Lors du sommet Afrique-France à Nairobi lundi, le président sénégalais Bassirou Diomaye Faye a donné une leçon de diplomatie aiguë, utilisant la tribune pour célébrer un titre de football qui reste farouchement contesté. Alors que le président de la CAF, Patrice Motsepe, regardait depuis le premier rang, Faye a salué une « année 2026 spéciale » lancée par un triomphe au championnat d'Afrique, suscitant une vague d'applaudissements tandis que le sourire de Motsepe se figeait en une grimace gênée.
Ce moment résume les tensions non résolues autour de la finale du Championnat d'Afrique des Nations (CHAN), disputée à Rabat le 18 janvier. Le Sénégal avait battu le Maroc 1-0 après prolongation dans un match chaotique et historique, s'adjugeant ce qu'ils croyaient être leur premier titre du CHAN. Mais la bataille était loin d'être terminée. Le 17 mars, la commission d'appel de la CAF a annulé le résultat, attribuant au Maroc une victoire par forfait 3-0, plongeant l'issue dans un flou juridique.
Les remarques de Faye au sommet, qui réunissait également le président français Emmanuel Macron et le président kényan William Ruto, semblaient destinées à affirmer la revendication du Sénégal en dehors des voies juridiques formelles. « Merci pour ce verdict ! » s'est-il exclamé après les applaudissements, défiant directement le récit selon lequel le titre appartient au Maroc. La scène a mis en lumière à quel point le conflit a imprégné les plus hauts niveaux de la politique et de l'administration sportive africaines.

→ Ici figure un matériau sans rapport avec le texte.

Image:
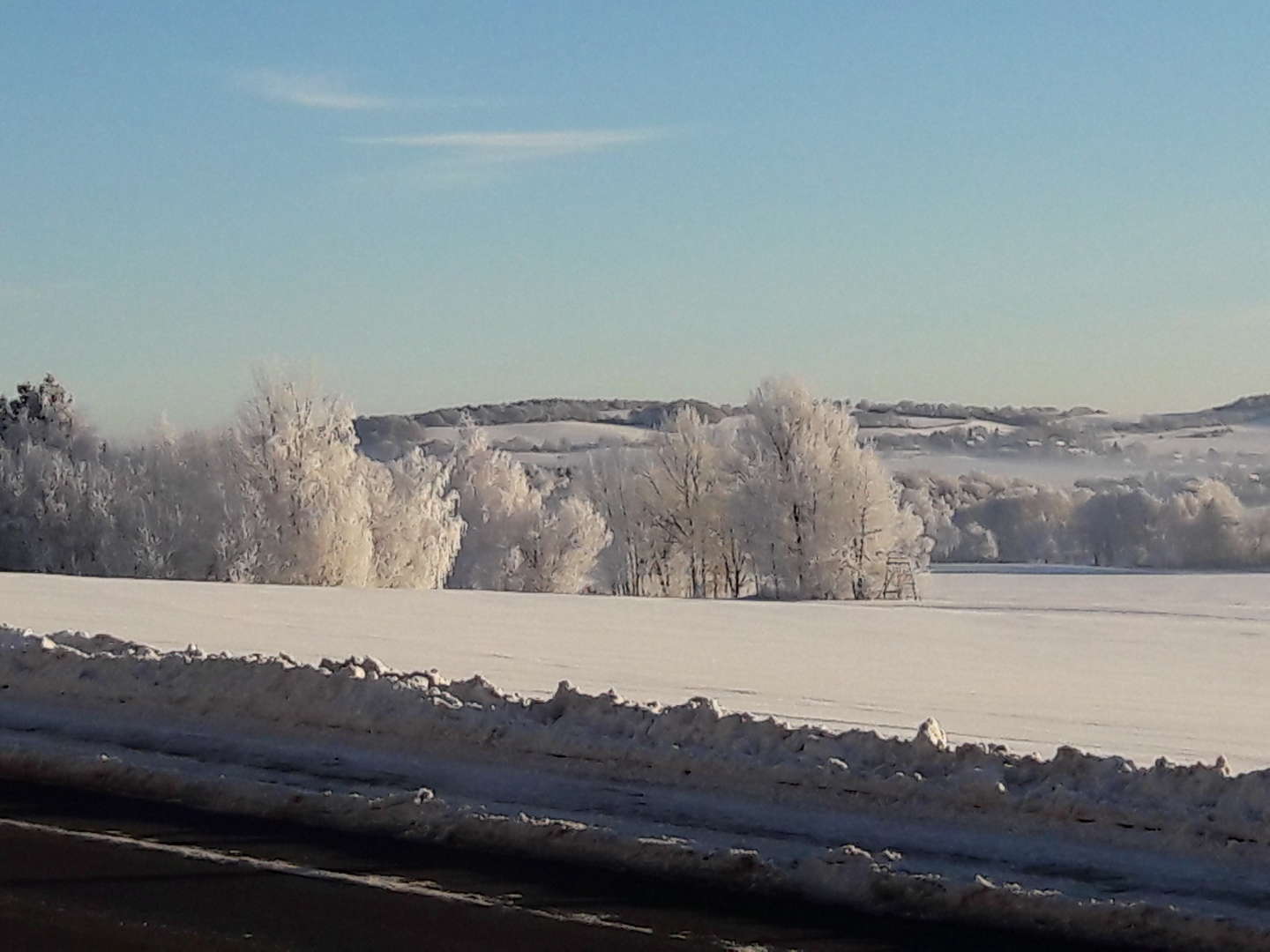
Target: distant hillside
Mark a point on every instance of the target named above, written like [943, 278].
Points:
[548, 428]
[387, 435]
[1250, 409]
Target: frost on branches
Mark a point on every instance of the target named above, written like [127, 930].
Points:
[787, 504]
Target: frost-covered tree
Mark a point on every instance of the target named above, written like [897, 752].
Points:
[819, 512]
[415, 521]
[562, 551]
[501, 507]
[40, 414]
[609, 481]
[687, 487]
[295, 460]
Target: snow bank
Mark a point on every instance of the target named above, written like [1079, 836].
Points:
[695, 744]
[270, 736]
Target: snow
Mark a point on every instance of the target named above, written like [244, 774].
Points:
[1138, 664]
[1085, 845]
[560, 437]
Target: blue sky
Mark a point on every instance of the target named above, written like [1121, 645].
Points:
[442, 204]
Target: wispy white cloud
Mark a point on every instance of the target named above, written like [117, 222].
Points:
[516, 146]
[314, 90]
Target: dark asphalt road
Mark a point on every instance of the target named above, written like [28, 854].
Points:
[81, 871]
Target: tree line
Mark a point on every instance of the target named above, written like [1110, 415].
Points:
[784, 504]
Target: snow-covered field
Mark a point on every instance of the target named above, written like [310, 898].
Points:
[1134, 663]
[1138, 664]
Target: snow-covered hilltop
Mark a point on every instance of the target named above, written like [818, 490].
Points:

Le match initial avait été une épreuve difficile, décidée par un but unique en prolongation. Cependant, le chaos qui a suivi – incluant des incidents de foule et des défaillances organisationnelles – a conduit à un examen disciplinaire de la CAF. La décision de la commission d'appel d'inverser le résultat pour des raisons techniques a suscité la fureur à Dakar. La Fédération sénégalaise de football (FSF) l'a qualifiée de « hold-up administratif » et a immédiatement déposé un recours auprès du Tribunal arbitral du sport (TAS) à Lausanne, en Suisse.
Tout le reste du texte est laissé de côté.